Para alguns, o filme sobre um assalto milionário “Oito Mulheres e um Segredo” é um golpe contra uma Hollywood dominada por homens. Para outros, é só uma leve distração e, para uma minoria (majoritariamente masculina) é a pior ideia de todas.

O elenco de “Oito Mulheres e um Segredo” composto por Sandra Bullock, Cate Blanchett, Rihanna, Anne Hathaway, Mindy Kaling, Helena Bonham Carter, Sarah Paulson e a estrela em ascensão Awkwafina soma, em conjunto junto, quatro Oscars, dois Emmys, nove Grammys e cinco Globos de Ouro.

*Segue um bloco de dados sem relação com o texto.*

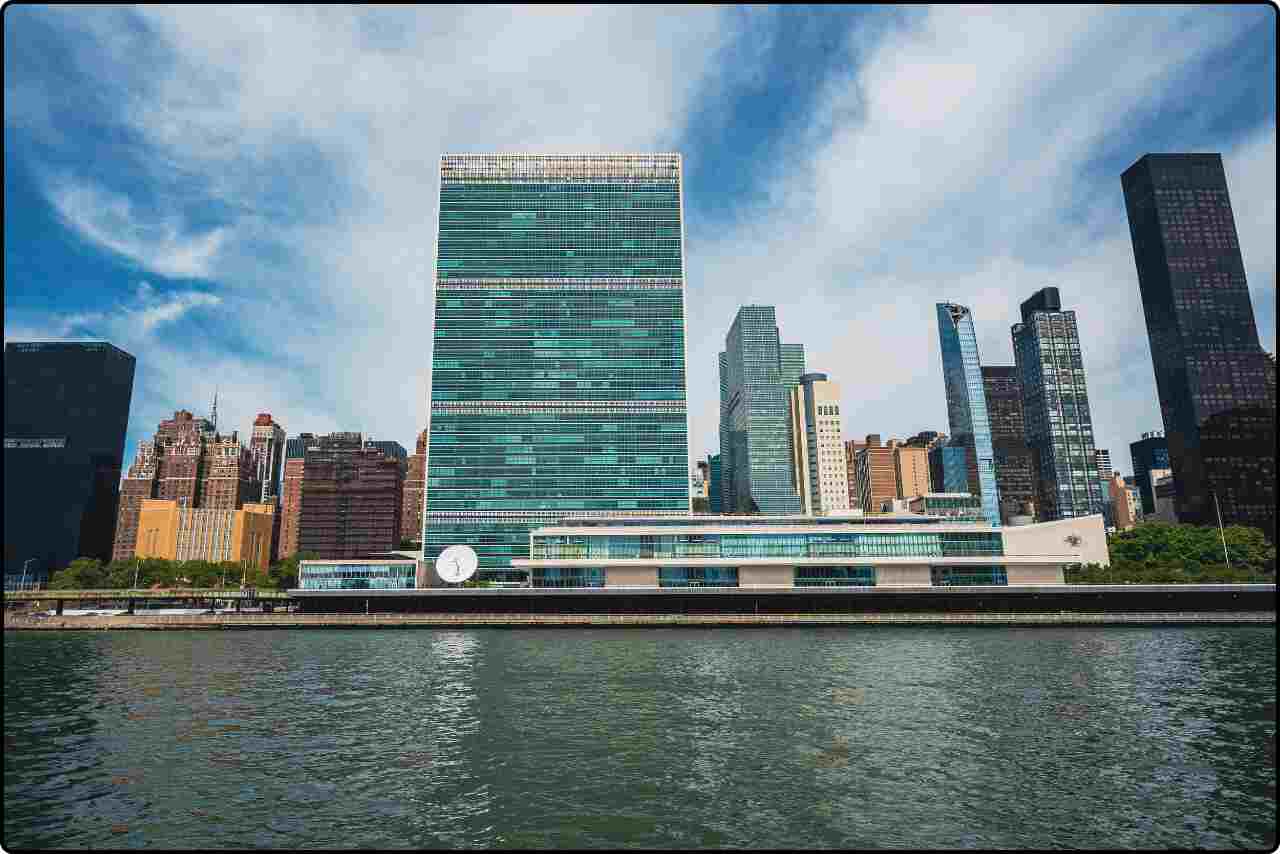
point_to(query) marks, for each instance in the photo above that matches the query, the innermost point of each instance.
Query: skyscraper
(1148, 453)
(351, 497)
(415, 487)
(187, 462)
(65, 414)
(967, 402)
(266, 450)
(1056, 409)
(1217, 402)
(817, 447)
(1015, 466)
(1102, 462)
(757, 374)
(713, 483)
(558, 361)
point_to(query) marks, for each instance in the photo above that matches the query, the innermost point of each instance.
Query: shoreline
(183, 622)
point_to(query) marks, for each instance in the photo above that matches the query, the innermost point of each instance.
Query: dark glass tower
(1056, 409)
(1015, 466)
(757, 374)
(65, 414)
(967, 403)
(1211, 374)
(1148, 453)
(558, 362)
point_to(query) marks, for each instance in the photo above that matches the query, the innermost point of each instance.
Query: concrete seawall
(464, 620)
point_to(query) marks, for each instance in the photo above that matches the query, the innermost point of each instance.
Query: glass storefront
(357, 576)
(835, 576)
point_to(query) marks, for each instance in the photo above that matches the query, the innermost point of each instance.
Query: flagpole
(1221, 533)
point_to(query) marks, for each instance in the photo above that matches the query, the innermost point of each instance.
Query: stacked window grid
(558, 354)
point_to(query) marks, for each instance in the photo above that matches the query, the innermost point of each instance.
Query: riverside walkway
(513, 620)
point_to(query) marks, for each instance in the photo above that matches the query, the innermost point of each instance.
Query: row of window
(764, 546)
(804, 576)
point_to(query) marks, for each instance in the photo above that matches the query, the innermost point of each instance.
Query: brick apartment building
(186, 462)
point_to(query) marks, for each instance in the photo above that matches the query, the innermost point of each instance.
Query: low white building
(807, 551)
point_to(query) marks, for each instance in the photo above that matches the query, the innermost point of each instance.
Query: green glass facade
(558, 352)
(583, 547)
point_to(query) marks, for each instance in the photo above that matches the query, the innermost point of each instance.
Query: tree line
(1164, 553)
(145, 572)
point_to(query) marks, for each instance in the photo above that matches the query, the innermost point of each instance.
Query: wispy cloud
(156, 242)
(947, 154)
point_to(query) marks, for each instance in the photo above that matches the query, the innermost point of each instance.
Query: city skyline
(199, 291)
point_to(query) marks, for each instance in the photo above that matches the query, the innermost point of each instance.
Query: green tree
(81, 574)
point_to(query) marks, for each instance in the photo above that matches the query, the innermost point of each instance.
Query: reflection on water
(661, 738)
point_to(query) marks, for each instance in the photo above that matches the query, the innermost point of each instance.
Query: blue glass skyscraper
(558, 357)
(967, 402)
(757, 374)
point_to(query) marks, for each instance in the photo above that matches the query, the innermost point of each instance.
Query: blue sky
(245, 199)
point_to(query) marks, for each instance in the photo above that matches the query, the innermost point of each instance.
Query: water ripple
(656, 738)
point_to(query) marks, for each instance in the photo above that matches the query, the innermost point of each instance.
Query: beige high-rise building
(912, 467)
(877, 476)
(1121, 502)
(176, 533)
(818, 451)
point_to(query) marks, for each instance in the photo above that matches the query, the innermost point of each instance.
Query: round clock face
(456, 563)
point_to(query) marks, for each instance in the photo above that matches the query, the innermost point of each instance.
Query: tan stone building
(818, 453)
(174, 533)
(188, 462)
(1123, 508)
(415, 487)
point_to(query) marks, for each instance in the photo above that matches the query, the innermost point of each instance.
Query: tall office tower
(1015, 464)
(1211, 374)
(967, 403)
(65, 414)
(926, 439)
(818, 452)
(912, 469)
(291, 494)
(1147, 453)
(713, 484)
(757, 374)
(949, 469)
(167, 467)
(876, 474)
(415, 491)
(1124, 508)
(1056, 409)
(558, 362)
(351, 497)
(1102, 462)
(266, 450)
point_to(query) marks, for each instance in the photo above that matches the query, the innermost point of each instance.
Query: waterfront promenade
(44, 621)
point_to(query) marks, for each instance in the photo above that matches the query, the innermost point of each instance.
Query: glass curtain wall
(558, 355)
(967, 403)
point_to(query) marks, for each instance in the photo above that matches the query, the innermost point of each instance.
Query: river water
(859, 736)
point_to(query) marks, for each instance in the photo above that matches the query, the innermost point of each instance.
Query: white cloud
(954, 165)
(110, 220)
(946, 164)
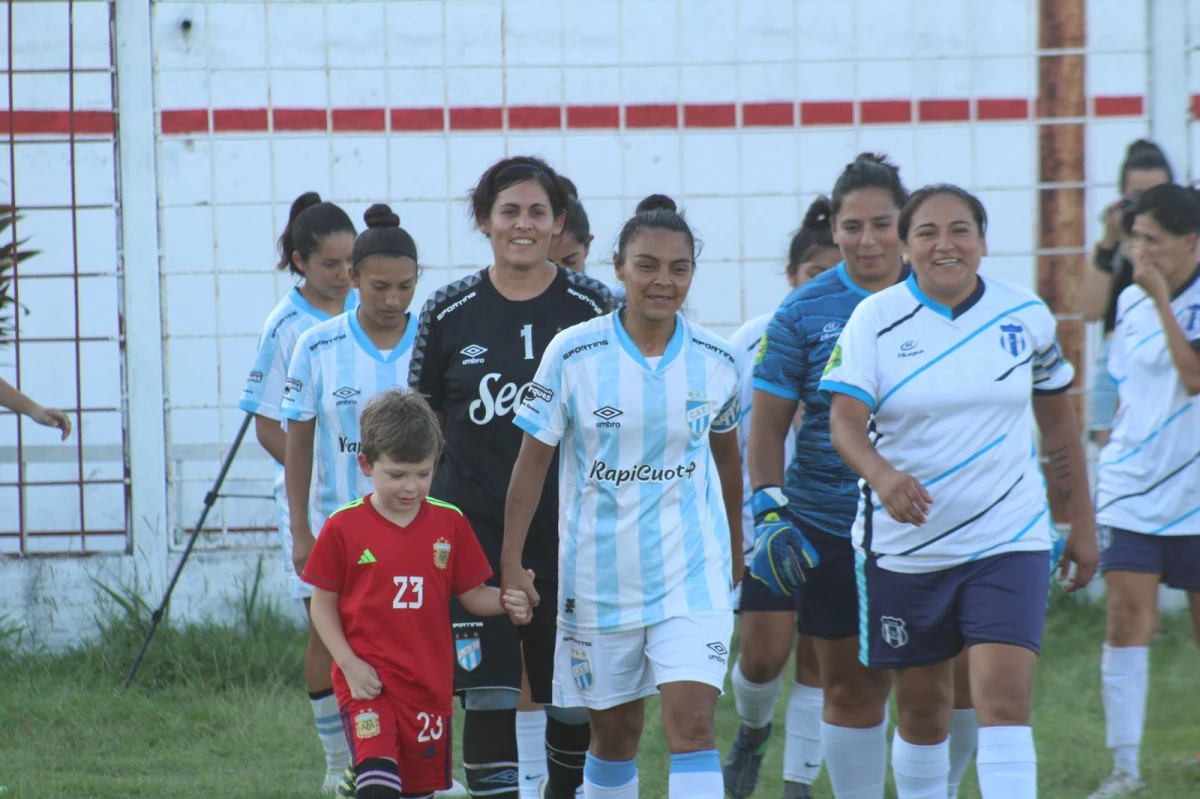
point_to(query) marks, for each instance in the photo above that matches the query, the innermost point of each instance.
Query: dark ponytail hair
(935, 190)
(1144, 155)
(655, 212)
(816, 232)
(383, 236)
(310, 221)
(510, 172)
(869, 170)
(1175, 208)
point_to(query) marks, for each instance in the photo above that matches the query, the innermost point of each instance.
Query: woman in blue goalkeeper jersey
(936, 384)
(766, 623)
(336, 366)
(1147, 494)
(643, 407)
(316, 247)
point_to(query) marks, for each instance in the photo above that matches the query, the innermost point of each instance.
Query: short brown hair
(400, 425)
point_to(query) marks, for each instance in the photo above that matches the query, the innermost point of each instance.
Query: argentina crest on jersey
(466, 644)
(697, 413)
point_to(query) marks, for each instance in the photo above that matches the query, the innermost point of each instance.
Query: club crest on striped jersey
(467, 648)
(441, 553)
(697, 410)
(1012, 338)
(581, 670)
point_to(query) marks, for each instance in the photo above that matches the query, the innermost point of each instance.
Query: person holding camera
(1145, 166)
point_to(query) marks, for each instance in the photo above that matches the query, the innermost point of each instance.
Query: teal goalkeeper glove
(781, 553)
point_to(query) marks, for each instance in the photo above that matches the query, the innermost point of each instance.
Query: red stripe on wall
(525, 118)
(1117, 106)
(943, 110)
(300, 119)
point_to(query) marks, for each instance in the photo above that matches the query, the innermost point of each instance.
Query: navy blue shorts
(828, 604)
(1175, 557)
(922, 619)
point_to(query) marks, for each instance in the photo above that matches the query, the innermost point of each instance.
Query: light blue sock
(610, 779)
(696, 775)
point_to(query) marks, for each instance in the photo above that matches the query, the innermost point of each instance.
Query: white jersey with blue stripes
(1149, 475)
(643, 535)
(335, 371)
(263, 394)
(952, 398)
(745, 342)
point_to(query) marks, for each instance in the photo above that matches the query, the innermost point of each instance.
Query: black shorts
(489, 650)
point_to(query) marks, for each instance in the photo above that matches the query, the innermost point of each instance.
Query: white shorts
(604, 670)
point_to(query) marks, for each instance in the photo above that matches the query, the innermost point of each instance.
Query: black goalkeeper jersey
(475, 353)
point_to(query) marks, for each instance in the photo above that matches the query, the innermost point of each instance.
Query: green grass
(221, 712)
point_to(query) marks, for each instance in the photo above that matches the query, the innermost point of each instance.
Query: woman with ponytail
(316, 248)
(766, 623)
(643, 406)
(1147, 503)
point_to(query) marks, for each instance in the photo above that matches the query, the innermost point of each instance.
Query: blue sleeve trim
(828, 388)
(760, 384)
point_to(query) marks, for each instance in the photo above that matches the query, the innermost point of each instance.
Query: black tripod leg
(209, 500)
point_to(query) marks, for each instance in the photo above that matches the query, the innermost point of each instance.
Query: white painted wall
(203, 204)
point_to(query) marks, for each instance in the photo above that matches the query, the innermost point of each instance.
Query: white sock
(755, 701)
(964, 737)
(1007, 763)
(696, 775)
(1125, 674)
(531, 751)
(802, 750)
(919, 772)
(610, 779)
(330, 731)
(857, 760)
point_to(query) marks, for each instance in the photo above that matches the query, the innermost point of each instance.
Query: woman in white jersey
(935, 388)
(1147, 496)
(316, 247)
(645, 408)
(765, 622)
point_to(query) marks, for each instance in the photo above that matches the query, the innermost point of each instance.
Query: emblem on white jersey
(697, 414)
(895, 634)
(366, 725)
(1012, 338)
(581, 670)
(441, 553)
(474, 354)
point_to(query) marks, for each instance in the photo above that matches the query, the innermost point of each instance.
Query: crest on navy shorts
(895, 634)
(1012, 338)
(468, 649)
(697, 414)
(581, 670)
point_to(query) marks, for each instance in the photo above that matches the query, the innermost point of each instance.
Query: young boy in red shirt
(383, 571)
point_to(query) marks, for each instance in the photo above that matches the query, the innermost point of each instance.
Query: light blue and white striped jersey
(1149, 476)
(335, 371)
(952, 394)
(264, 385)
(643, 535)
(745, 342)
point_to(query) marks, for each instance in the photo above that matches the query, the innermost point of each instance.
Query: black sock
(490, 754)
(567, 749)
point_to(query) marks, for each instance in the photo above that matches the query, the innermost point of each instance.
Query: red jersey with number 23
(394, 587)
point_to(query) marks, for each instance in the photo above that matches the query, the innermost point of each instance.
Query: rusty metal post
(1061, 107)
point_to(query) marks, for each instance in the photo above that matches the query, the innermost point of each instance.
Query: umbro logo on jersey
(473, 353)
(606, 416)
(346, 396)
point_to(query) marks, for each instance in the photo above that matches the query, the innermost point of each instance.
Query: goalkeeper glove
(781, 553)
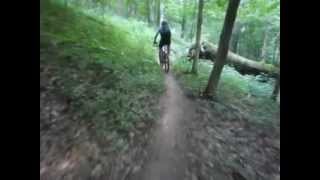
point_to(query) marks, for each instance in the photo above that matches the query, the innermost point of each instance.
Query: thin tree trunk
(199, 24)
(264, 47)
(193, 22)
(235, 38)
(158, 11)
(148, 12)
(276, 89)
(223, 48)
(276, 44)
(183, 22)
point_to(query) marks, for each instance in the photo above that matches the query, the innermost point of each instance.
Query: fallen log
(241, 64)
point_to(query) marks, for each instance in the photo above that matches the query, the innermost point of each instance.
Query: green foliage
(105, 65)
(233, 89)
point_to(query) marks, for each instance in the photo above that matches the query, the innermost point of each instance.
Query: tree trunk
(148, 12)
(276, 47)
(158, 11)
(276, 89)
(278, 97)
(223, 48)
(199, 24)
(192, 29)
(235, 38)
(264, 47)
(211, 52)
(183, 22)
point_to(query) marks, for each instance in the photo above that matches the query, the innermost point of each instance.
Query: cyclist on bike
(165, 34)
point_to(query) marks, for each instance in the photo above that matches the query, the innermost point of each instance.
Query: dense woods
(109, 111)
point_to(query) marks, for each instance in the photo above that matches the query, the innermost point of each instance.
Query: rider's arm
(155, 37)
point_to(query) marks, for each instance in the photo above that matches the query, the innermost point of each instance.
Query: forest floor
(194, 140)
(99, 105)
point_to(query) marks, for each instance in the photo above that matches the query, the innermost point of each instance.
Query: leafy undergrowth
(104, 66)
(244, 93)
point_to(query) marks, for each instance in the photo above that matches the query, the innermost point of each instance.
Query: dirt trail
(168, 149)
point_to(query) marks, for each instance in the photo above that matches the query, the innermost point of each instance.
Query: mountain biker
(165, 34)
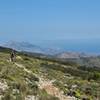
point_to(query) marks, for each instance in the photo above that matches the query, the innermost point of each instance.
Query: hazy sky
(57, 20)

A versão da franquia de 2001 “Onze Homens e um Segredo”, estrelada George Clooney, dá força à campanha de mulheres que tentam reverter a dinâmica de poder em Hollywood.

O filme da Warner Bros., que estreia nos cinemas na sexta-feira, conta a história de Debbie Ocean (Sandra Bullock) que, após sair da cadeia, reúne um grupo de mulheres para roubar um colar de 150 milhões de dólares durante o baile anual Met Gala, em Nova York.

O filme foi idealizado muito antes de dezenas de acusações de assédio sexual contra diretores, produtores e atores abalarem Hollywood e desencadearem uma duradoura campanha por papeis mais bem pagos e com mais visibilidade para mulheres.

“A Warner Brothers fez esse filme antes de todo o movimento”, disse Sandra Bullock. “Não era tanto sobre oito mulheres, mas eles disseram que essa é uma franquia que pode continuar. E qual é uma maneira nova de olhar para a franquia? Com mulheres”.

Trailers do filme provocaram reações controversas no público. “Como destruir uma franquia clássica”, escreveu um usuário do YouTube. “As feministas estão tomando controle”, escreveu outro internauta.

“O fato de que oito mulheres estão estrelando um filme juntas parece muito grande —porque é— e poderoso, e de certa forma, político. Mas o filme é uma comédia…E é moderno e animado”, disse.